Mentre parlo con lui, durante qualche pausa (il telefonino, infatti, squilla più volte), guardo la sua casa; quella casa tante volte descrittami da altri. Cos’ha di speciale? Niente, se però sovviene che è la casa di Ignazio Apolloni; nel senso che ne rispecchia la vitalità, la fantasia, l’amore per la vita ( “Io non ho mai scritto la parola morte”, è una delle sue affermazioni più curiose), la naturale disposizione alla singolarità: alcune pareti sono affrescate da Salamone e da Zito; i collages, i disegni sono per lo più di Zito, le porte, le sculture in legno + chiodi ed altri insoliti materiali sono di Sucato: una testimonianza dunque della sua capacità di sentire ed operare in perfetta sintonia con gli altri, della sua inclinazione a valorizzarli, ad aprire loro i suoi spazi privati.

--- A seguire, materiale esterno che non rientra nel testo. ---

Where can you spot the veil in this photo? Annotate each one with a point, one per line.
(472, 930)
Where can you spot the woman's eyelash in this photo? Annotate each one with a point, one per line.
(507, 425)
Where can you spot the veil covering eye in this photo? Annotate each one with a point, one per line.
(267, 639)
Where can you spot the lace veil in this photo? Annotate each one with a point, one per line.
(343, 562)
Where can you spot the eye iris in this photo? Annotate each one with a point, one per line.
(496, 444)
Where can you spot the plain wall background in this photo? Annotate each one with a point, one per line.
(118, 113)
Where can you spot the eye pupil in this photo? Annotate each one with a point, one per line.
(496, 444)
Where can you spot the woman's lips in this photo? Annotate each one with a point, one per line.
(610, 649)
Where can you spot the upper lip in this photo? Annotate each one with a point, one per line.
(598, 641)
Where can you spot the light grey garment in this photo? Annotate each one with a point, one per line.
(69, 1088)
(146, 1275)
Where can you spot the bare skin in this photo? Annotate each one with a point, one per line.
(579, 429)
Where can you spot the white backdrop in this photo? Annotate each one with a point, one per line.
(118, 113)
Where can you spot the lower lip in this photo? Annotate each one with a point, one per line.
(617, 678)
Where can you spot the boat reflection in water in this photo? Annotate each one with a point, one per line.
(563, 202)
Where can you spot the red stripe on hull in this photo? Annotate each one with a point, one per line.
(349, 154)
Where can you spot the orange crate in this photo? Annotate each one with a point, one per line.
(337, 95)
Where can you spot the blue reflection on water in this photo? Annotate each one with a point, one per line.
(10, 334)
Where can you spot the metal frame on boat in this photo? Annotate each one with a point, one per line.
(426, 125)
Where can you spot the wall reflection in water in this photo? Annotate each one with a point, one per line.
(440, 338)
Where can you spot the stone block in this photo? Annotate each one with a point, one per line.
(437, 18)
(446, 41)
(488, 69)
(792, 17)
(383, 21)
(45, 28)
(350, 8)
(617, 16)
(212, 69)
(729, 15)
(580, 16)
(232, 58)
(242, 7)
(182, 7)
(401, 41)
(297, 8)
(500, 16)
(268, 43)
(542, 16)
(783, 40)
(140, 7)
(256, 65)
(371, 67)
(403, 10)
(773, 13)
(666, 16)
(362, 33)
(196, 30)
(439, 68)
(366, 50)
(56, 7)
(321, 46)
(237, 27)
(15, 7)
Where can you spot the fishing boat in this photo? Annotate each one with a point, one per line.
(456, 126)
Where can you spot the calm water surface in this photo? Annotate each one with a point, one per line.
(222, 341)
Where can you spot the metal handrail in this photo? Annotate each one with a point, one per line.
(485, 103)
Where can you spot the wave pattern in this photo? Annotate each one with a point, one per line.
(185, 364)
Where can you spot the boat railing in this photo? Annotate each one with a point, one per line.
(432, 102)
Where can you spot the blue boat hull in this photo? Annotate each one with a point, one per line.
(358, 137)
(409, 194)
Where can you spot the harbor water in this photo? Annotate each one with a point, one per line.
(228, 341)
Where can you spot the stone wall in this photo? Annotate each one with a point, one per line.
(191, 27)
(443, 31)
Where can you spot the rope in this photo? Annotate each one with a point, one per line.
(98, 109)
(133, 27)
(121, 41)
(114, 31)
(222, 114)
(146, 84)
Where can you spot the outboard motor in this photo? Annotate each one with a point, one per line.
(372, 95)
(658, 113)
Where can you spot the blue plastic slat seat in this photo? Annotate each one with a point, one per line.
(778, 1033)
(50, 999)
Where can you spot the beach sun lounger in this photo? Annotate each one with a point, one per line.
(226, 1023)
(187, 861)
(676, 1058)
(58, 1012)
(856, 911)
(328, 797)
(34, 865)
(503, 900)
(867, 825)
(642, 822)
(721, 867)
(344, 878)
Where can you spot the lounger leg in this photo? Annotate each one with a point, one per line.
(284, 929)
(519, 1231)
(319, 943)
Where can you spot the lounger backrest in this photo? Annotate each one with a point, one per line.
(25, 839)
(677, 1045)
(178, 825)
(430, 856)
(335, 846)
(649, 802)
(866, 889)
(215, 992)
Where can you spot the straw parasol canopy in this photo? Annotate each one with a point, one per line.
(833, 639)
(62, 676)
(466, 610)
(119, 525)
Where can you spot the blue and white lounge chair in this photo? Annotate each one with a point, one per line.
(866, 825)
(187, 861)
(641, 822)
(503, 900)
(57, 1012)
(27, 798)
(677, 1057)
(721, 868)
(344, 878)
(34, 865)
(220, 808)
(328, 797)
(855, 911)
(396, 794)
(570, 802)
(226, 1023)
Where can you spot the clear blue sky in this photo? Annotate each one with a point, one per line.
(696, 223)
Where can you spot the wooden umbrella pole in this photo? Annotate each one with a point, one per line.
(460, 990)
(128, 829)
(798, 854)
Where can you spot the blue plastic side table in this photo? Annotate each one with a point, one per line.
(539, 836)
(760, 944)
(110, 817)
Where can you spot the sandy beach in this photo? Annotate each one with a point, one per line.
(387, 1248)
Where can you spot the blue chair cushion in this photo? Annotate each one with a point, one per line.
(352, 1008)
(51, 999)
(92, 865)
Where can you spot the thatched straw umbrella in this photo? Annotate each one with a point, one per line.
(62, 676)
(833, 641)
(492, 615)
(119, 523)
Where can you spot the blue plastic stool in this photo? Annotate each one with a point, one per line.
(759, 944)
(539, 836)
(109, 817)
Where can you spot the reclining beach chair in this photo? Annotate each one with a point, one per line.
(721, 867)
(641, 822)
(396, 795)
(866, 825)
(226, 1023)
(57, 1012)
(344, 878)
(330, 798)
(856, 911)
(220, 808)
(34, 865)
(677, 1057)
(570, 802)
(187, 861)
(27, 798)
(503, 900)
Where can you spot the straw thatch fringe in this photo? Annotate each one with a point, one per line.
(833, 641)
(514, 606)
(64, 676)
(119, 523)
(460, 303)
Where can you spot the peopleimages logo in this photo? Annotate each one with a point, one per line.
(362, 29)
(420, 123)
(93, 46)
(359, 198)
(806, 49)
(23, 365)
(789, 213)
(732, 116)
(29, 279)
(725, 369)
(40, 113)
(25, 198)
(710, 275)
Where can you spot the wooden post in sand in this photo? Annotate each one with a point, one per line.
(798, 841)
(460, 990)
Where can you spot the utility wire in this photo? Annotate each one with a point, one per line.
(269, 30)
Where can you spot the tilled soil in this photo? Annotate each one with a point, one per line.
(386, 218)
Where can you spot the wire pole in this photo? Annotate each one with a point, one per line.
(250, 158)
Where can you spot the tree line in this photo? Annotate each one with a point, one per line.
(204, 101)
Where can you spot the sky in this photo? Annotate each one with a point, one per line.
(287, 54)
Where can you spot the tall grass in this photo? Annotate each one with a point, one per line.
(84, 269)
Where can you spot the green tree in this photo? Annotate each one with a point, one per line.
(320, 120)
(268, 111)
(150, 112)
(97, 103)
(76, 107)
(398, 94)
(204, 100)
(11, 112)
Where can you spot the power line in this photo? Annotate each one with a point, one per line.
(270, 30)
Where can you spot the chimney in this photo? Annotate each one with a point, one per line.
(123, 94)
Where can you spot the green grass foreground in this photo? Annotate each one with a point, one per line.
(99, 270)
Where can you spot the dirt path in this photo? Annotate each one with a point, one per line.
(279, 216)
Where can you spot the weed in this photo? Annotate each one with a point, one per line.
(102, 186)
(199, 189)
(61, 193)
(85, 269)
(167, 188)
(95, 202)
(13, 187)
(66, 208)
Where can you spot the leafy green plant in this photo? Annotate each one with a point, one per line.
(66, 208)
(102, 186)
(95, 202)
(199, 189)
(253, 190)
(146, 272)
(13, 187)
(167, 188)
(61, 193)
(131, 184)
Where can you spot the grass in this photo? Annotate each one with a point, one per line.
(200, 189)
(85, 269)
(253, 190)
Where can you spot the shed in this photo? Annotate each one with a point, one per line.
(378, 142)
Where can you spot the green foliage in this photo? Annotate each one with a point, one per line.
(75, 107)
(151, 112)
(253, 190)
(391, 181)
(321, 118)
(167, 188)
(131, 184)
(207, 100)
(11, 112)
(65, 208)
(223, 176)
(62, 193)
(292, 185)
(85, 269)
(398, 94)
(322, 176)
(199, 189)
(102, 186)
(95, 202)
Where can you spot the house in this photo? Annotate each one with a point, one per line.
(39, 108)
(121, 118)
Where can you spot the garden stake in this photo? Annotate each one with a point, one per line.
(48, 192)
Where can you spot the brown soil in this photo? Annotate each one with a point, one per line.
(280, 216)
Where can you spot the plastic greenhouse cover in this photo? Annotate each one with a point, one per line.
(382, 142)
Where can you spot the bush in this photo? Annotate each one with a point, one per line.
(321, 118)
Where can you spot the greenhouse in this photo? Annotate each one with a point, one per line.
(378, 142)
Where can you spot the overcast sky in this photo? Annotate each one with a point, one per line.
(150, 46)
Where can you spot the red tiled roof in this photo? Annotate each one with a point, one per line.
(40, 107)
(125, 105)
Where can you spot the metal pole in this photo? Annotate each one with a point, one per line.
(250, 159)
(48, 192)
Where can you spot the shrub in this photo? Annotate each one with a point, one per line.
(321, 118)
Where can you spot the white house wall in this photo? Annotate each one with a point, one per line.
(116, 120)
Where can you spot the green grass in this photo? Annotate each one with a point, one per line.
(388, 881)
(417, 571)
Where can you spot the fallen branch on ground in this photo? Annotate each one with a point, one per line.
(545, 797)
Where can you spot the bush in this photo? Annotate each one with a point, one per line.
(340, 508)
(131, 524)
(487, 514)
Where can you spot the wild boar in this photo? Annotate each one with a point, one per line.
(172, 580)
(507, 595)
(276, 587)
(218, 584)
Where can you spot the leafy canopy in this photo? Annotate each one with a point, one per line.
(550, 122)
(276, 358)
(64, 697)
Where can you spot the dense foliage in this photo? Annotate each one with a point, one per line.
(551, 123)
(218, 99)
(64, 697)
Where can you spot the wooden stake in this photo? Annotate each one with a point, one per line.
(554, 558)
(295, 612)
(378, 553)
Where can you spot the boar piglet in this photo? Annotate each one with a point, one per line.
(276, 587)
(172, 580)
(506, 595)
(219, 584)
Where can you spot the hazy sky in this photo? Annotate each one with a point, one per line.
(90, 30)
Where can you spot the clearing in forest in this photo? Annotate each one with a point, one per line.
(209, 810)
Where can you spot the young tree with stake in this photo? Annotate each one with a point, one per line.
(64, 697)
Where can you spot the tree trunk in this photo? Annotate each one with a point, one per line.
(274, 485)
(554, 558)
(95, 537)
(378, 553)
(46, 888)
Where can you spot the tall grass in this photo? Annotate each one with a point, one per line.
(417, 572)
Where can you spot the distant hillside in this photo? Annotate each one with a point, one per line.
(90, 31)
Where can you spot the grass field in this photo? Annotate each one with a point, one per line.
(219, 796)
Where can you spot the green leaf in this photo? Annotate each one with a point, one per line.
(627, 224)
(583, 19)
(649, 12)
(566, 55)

Ignazio mi aveva invitato qui a parlare del suo ultimo libro; L’amour ne passe pas; ma, dopo la nostra chiacchierata mi è venuto in mente che potevo, invece, assumermi il compito di presentare l’uomo e lo scrittore in modo più completo e ravvicinato di quanto possa fare una qualsiasi, pur completa bio-bibliografia.
E tuttavia voglio dire qualcosa di questa ultima opera  di Apolloni, proprio perché essa ha attinenza  con quanto è stato detto fino adesso del suo scrittore. Per esempio la scelta delle destinatarie: non solo italiane, ma francesi, americane, inglesi, spagnole nel segno di una cultura internazionale; non solo donne storicamente vere, ma anche eroine mitologiche o dei fumetti o della letteratura, nel segno dell’amore per la fantasia, l’immaginazione e la favola; e non solo donne per una sorta di galanteria maschile che rende omaggio alla femminilità e alla bellezza, ma soprattutto per desiderio di liberarle da ogni pregiudizio etico e sociale, nel nome di un impegno per una società migliore senza barriere di alcun tipo. E per finire. In questa, come nelle sue opere precedenti, c’è un’ironia frizzante, un esercizio della lingua come ludus e come inventio, un’attenzione all’ascolto dell’intima essenza di ogni personaggio, un tono che giocosamente affronta temi seri.
Quando non si danno differenze fra l’uomo e lo scrittore, siamo davanti ad un’operazione letteraria vera; siamo davanti ad una persona intera. 
Galeotto fu il libro…ossia quello a maglie larghe che ha fatto passare sentimenti d’amicizia e di affinità intellettuali fra me ed Ignazio.

Pubblicato su Oggi 7, settimanale di America Oggi, edizione del 13 Gennaio 2008, pag. 20, con il titolo “Apolloni, chi è costui”?